I was able to preview Monster Hunter Wilds at Summer Game Fest and what I saw was out of this world exciting for what’s to come from the franchise. A faster, bigger, more expensive game that feels the most fluid that it’s ever felt.
The first major thing to understand about Monster Hunter Wilds is that the maps have been expanded. They have removed the idea of hub towns and replaced them with in-map villages you can visit, so in the middle of a hunt you can stop into a village to upgrade gear before returning to the hunt. Since it’s a single free flowing map, that also removes load times and the constant stop and start of hunts.
Hunts begin pretty organically actually. You will be assigned multiple quests, and then they will automatically activate as you enter combat, which takes a lot of the guesswork out of fighting the right monsters. As per usual, fighting the monsters is the main event, but now they are epic journeys. Monsters will cross the maps in packs, and will encounter other monsters organically, leading to massive blow out fights that are without your intervention. You can also egg monsters on into fighting which makes for a lot of fun strategies.
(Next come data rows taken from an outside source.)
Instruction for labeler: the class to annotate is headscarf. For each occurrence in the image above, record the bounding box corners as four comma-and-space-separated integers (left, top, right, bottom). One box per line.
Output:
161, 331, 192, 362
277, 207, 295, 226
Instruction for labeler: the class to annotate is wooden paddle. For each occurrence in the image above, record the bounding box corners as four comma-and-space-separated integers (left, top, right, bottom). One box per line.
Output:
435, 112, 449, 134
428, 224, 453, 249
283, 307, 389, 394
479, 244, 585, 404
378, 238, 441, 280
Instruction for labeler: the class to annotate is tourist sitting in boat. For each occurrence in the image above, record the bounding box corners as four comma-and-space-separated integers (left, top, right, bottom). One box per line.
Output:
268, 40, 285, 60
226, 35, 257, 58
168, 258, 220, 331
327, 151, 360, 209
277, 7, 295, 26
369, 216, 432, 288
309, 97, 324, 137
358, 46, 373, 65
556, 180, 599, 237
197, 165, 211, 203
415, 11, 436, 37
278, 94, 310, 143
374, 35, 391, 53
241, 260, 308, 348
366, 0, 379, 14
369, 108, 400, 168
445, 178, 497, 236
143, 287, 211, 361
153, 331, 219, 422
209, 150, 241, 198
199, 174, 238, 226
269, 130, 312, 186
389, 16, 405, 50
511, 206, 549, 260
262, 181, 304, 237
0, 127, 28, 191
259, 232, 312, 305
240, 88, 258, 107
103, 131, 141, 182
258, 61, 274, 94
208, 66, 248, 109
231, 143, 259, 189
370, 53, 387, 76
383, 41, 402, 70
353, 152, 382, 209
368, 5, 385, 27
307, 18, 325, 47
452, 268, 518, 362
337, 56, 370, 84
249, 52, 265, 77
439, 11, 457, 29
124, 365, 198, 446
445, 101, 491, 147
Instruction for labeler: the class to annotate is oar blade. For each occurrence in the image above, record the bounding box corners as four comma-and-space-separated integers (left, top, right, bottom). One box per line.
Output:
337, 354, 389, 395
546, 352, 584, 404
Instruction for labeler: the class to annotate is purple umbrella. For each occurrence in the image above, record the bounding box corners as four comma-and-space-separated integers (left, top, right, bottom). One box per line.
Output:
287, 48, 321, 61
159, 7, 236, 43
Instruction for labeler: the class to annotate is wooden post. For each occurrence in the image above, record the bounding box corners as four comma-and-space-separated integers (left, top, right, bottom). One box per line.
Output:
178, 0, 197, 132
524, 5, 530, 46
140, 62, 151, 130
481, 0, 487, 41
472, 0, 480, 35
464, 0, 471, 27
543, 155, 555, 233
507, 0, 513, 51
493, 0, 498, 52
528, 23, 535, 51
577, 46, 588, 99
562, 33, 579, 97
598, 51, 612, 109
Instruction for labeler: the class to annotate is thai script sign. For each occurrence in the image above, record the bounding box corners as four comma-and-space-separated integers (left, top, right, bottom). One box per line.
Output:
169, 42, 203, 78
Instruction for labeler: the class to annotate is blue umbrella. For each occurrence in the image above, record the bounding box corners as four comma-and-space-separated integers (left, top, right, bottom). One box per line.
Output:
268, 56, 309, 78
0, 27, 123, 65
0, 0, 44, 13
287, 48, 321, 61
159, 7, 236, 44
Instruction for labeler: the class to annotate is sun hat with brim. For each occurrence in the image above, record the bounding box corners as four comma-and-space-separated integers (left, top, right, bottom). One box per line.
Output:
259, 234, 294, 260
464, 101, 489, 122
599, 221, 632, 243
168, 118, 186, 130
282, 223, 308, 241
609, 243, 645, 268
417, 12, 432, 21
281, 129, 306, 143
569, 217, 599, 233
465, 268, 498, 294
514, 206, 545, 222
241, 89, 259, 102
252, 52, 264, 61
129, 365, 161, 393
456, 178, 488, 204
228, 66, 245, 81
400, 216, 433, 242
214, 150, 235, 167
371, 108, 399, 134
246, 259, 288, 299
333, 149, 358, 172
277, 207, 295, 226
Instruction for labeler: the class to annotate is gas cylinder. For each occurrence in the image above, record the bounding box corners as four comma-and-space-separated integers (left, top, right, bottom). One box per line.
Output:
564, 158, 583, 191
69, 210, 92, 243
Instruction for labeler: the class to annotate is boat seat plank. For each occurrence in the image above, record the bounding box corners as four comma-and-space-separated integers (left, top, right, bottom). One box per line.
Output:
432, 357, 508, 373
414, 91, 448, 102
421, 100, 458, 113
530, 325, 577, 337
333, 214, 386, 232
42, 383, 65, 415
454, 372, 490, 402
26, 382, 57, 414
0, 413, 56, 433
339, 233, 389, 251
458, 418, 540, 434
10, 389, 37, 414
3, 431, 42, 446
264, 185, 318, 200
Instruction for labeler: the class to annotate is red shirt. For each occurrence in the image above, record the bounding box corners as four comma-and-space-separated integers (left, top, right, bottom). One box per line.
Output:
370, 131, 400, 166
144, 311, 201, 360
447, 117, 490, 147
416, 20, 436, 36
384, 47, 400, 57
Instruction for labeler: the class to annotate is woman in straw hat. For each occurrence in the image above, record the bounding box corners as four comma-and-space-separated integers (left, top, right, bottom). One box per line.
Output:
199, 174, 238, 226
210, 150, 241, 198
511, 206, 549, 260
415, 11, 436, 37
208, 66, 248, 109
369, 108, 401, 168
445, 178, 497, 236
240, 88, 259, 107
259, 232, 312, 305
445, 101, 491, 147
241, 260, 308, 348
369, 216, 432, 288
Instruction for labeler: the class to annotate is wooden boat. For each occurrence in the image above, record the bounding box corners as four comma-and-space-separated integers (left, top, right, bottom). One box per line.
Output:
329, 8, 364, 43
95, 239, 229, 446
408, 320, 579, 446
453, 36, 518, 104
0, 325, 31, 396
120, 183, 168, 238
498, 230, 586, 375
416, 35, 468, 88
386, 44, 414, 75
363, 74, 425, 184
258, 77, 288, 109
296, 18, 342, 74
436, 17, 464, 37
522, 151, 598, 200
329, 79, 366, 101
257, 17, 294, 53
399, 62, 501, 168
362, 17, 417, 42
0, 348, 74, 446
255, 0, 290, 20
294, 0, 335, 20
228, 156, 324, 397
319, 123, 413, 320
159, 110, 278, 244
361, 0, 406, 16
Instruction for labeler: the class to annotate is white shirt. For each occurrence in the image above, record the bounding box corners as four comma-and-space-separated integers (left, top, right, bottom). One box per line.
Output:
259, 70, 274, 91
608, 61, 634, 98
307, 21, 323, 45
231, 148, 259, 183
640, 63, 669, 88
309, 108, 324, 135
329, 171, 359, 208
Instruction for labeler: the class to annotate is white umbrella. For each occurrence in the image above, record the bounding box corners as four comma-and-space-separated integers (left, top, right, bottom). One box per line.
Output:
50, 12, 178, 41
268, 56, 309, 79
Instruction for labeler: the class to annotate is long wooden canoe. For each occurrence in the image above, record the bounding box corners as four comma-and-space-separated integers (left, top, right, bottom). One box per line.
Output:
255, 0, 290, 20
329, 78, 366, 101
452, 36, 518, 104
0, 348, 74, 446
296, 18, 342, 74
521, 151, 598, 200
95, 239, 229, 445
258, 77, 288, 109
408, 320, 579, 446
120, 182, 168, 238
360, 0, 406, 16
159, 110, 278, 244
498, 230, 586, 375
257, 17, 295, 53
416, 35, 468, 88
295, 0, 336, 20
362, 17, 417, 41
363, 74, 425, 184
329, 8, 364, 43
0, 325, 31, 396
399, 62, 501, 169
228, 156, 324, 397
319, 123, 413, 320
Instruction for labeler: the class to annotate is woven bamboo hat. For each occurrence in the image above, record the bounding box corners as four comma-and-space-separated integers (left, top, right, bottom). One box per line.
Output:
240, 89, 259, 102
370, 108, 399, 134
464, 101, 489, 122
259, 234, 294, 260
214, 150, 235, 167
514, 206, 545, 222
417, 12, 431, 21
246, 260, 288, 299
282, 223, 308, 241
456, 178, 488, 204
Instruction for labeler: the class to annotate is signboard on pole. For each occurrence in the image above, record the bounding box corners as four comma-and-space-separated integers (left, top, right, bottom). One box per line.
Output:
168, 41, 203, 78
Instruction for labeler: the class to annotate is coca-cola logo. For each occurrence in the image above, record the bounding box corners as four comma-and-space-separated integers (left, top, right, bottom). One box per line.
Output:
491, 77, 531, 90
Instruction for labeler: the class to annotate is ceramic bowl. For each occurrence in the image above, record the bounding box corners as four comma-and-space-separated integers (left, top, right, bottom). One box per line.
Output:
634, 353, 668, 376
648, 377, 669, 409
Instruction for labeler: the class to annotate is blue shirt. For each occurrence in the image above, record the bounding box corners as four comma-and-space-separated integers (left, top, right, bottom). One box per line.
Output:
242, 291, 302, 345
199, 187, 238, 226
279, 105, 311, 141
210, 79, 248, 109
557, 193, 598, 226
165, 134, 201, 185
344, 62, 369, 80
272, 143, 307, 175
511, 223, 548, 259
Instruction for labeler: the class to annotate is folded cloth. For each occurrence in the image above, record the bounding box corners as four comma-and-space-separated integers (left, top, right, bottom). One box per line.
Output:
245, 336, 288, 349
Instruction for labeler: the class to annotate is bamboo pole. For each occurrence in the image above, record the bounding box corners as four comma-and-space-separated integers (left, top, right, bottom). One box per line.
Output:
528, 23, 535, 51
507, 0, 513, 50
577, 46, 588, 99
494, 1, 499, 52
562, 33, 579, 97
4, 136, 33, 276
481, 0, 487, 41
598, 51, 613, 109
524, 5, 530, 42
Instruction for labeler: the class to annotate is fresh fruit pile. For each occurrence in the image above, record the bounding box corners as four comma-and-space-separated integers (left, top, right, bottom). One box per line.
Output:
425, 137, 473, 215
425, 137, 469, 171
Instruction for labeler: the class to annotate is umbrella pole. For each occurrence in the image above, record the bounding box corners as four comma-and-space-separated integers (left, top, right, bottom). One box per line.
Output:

While fighting you now have a lizard mount, which can be mounted and dismounted very quickly, and they can house a SECOND weapon. This is a massive change in the series considering you usually have to focus on one weapon pretty religiously, but now you can expand and be more versatile. You can even attack while on the back of your mount as they parkour around the environments. So you will be mounting, dismounting, swapping weapons, traversing environments, attacking packs of monsters while avoiding others, but on a bigger scale than ever.
I say scale because there are now massive environmental changes and shifts that can occur. Day, night and seasons will change causing new monsters to appear during these shifts, but also giant storms will just naturally occur leading to full out set piece battles that are a sight to behold. In the preview, we saw a massive sand storm, darkening the entire area. Then as the combat continued, lightning strikes started occurring, hitting both monster and player alike. There was a lot on screen to take into account as other monsters started attacking during the storm, but it was so dynamic because the player could easily escape the storm to bright sunny skies seamlessly.
There’s so much more still to dig into with this preview, an intense wounding system for focusing monsters down, deployable base camps and villages, but man, this is my number one game from Summer Game Fest. Period.